Rep. Gabrielle Giffords Critical

Rep. Gabrielle Giffords (D-Ariz) was shot in the head outside a grocery store, along with 19 others, at an event in Tucson, Arizona. The congresswoman is in critical condition after her surgery, hospital officials said.

At least 20 people were shot at Gifford's "Congress On Your Corner" event held outside a Safeway grocery store in Tucson, including three members of the Democratic congresswoman's staff in Arizona. Five have died and nine are in critical condition at the University of Arizona Medical Center.

Dr. Peter Rhee, a surgeon and chief of the trauma, critical care and emergency surgery said that neurosurgeons have completed their procedures and that he is optimistic about her survival and recovery but he could not say if that would be a full recovery.

Federal District Judge John M. Roll was shot and killed during the town-hall style event as well as a 9-year-old child.

The shooter has been identified as Jared Lee Loughner, a 22-year-old white male. Pima County Sheriff's officials said he used a semiautomatic weapon to carry out the shooting spree.

Authorities were poring over captured versions of a MySpace page that belonged to Loughner and over Youtube video published to the Internet weeks ago under an account linked to him. The MySpace page, which was removed within minutes of the gunman being identified by U.S. officials, included a mysterious "Goodbye friends" message published hours before the shooting and exhorted to his friends, "Please don't be mad at me."

FBI Director Robert Mueller was traveling to Arizona on Sunday to help coordinate the investigation, while the Pima County Sheriff's department released a photo of a possible accomplice it wanted to question, a white man with dark hair, 40-45 years old.

President Obama released the following statement:

"This morning, in an unspeakable tragedy, a number of Americans were shot in Tucson, Arizona, at a constituent meeting with Congresswoman Gabrielle Giffords. And while we are continuing to receive information, we know that some have passed away, and that Representative Giffords is gravely wounded," the statement read.

"We do not yet have all the answers.

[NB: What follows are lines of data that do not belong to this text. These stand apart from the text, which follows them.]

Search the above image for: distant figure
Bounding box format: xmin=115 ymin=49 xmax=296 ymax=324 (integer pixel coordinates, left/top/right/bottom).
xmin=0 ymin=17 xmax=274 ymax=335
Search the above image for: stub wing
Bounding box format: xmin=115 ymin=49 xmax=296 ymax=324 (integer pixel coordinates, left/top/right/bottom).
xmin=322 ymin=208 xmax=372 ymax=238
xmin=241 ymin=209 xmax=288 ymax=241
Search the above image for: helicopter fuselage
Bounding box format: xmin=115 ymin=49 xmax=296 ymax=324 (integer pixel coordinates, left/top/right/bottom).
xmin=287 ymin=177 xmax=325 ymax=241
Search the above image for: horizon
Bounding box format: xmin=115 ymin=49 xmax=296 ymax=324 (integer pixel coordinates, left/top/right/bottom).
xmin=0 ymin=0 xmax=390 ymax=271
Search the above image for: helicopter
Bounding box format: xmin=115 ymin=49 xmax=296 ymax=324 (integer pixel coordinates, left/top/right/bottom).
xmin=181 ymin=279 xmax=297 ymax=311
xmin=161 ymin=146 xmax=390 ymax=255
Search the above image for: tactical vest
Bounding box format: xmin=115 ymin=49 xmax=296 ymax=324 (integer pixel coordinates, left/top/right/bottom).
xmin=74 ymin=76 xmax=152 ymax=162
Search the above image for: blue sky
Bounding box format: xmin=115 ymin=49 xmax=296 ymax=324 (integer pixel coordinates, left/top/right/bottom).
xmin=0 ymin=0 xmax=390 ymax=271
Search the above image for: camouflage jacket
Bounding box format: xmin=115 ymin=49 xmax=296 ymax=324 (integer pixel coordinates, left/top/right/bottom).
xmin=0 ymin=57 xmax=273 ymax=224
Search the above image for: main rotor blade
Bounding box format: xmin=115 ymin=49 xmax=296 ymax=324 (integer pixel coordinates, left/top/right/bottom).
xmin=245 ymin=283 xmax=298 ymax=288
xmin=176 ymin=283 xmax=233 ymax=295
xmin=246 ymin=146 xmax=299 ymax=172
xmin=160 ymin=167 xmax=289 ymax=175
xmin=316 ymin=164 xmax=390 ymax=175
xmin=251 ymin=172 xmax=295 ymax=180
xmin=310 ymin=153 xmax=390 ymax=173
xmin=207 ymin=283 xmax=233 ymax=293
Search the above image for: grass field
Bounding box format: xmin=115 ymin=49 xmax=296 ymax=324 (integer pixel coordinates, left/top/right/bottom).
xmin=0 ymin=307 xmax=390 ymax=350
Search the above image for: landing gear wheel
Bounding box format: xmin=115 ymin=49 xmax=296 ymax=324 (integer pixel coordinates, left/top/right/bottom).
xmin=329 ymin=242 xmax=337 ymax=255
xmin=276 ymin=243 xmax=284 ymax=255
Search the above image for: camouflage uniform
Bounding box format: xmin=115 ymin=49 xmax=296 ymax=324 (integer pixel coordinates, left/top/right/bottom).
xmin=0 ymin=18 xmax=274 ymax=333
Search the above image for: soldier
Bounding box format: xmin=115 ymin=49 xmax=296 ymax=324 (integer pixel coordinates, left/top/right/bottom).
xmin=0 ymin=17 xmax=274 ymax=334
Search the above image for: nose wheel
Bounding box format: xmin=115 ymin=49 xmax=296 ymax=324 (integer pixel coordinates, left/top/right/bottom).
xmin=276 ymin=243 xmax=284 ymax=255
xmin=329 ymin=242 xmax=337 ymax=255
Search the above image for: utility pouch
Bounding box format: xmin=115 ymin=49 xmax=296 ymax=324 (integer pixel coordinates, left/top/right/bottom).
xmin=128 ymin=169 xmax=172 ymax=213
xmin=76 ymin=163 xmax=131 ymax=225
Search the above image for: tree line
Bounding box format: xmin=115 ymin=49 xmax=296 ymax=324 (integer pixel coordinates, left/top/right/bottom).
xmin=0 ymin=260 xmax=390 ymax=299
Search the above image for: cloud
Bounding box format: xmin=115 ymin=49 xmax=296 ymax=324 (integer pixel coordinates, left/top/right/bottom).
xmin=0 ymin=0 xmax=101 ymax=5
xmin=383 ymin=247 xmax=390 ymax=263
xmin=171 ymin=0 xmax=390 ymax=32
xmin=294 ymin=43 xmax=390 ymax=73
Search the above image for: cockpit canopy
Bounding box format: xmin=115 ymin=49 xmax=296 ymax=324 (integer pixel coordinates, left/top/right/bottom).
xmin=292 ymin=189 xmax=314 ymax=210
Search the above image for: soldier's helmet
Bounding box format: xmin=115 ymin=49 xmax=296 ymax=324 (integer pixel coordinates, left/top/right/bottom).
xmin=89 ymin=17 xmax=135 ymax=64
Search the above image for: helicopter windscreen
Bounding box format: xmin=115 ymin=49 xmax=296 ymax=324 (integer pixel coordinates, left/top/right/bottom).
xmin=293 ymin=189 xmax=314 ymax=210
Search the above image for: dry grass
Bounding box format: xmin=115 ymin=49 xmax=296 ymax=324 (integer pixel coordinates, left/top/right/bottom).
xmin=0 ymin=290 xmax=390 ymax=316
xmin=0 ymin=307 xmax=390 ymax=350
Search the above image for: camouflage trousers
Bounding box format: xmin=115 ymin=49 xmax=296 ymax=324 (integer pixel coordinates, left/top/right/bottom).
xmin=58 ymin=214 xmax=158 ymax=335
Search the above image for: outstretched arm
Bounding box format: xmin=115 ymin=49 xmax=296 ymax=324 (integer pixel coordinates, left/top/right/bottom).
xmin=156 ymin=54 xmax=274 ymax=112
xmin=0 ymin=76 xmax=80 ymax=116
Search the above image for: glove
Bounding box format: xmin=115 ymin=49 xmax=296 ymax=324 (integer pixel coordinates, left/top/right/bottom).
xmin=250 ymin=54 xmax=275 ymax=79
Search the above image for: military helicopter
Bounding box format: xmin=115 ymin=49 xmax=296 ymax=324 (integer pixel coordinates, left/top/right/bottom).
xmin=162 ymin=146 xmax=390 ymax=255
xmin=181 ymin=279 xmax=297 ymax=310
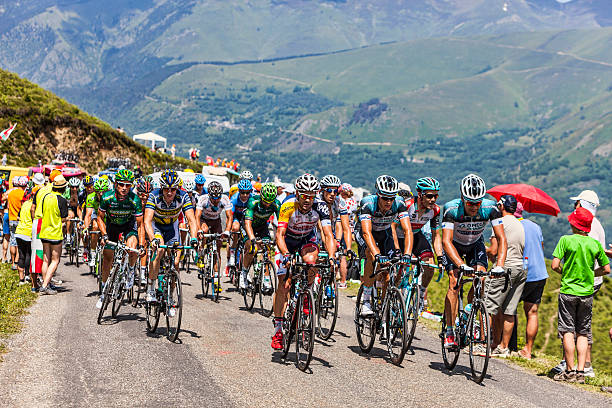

What we do know is that such a senseless and terrible act of violence has no place in a free society. I ask all Americans to join me and Michelle in keeping Representative Giffords, the victims of this tragedy, and their families in our prayers.," it concluded.

Newly elected House Speaker John Boehner released a statement that read, "I am horrified by the senseless attack on Congresswoman Gabrielle Giffords and members of her staff. An attack on one who serves is an attack on all who serve. Acts and threats of violence against public officials have no place in our society. Our prayers are with Congresswoman Giffords, her staff, all who were injured, and their families. This is a sad day for our country," it said.

In Tucson, University Medical Center spokeswoman Darcy Slaten said the congresswoman was in critical condition Sunday morning and sedated after undergoing two hours of surgery. Still, doctors said Giffords was responding to some commands, the AP reported.

"With guarded optimism, I hope she will survive, but this is a very devastating wound," said Dr. Richard Carmona, the former surgeon general who lives in Tucson.

Authorities said the dead included Roll, 63; Christina Greene, 9; Giffords aide Gabe Zimmerman, 30; Dorothy Morris, 76; Dorwin Stoddard, 76; and Phyllis Scheck, 79. Judge Roll had just stopped by to see his friend Giffords after attending Mass.

Giffords, 40, was re-elected to her third term last November. She was a member of the Arizona House and Senate before coming to Washington.

Giffords was elected to Congress amid a wave of Democratic victories in the 2006 election. The former state lawmaker won a narrow victory against a tea party favorite in the 2010 election.

The shooting comes amid a highly charged political environment surrounding the issues of health care and immigration that has seen several threats against lawmakers, but nothing that reached the point of actual violence.

Her Tucson office was vandlized a few hours after the House vote to approve the health care law in March, with someone either kicking or shooting out a glass door and window.

Law enforcement officials said members of Congress reported 42 cases of threats or violence in the first three months of 2010, nearly three times the 15 cases reported during the same period a year earlier. Nearly all dealt with the health care bill, the AP reported.

Giffords is a strong advocate of securing the border, however she was against Arizona's controversial immigration law.

She called the state law that targeted illegal immigrants “divisive” and “extreme” and said it does “nothing to make the communities I represent safer from smugglers and the dangerous spillover effects of border violence.” She said she supports an immigration overhaul that would stiffen border security, impose tougher penalties against employers who hire illegal immigrants and create a guest worker program allowing foreign citizens to work seasonally in the United States.

"You know, actually as a former Republican, you know, I consider myself someone who is pretty in the middle, I'm a blue dog Democrat, and one that is interested in making sure that our country maintains our prosperity and frankly, our superiority over other countries and that's where we look at these threat, obviously our defense budget, our level of education," she said in an interview with Fox this week.

Giffords sent out a tweet before the tragic events unfolded. "My 1st Congress on Your Corner starts now. Please stop by to let me know what is on your mind or tweet me later," she wrote.

The Associated Press contributed to this report.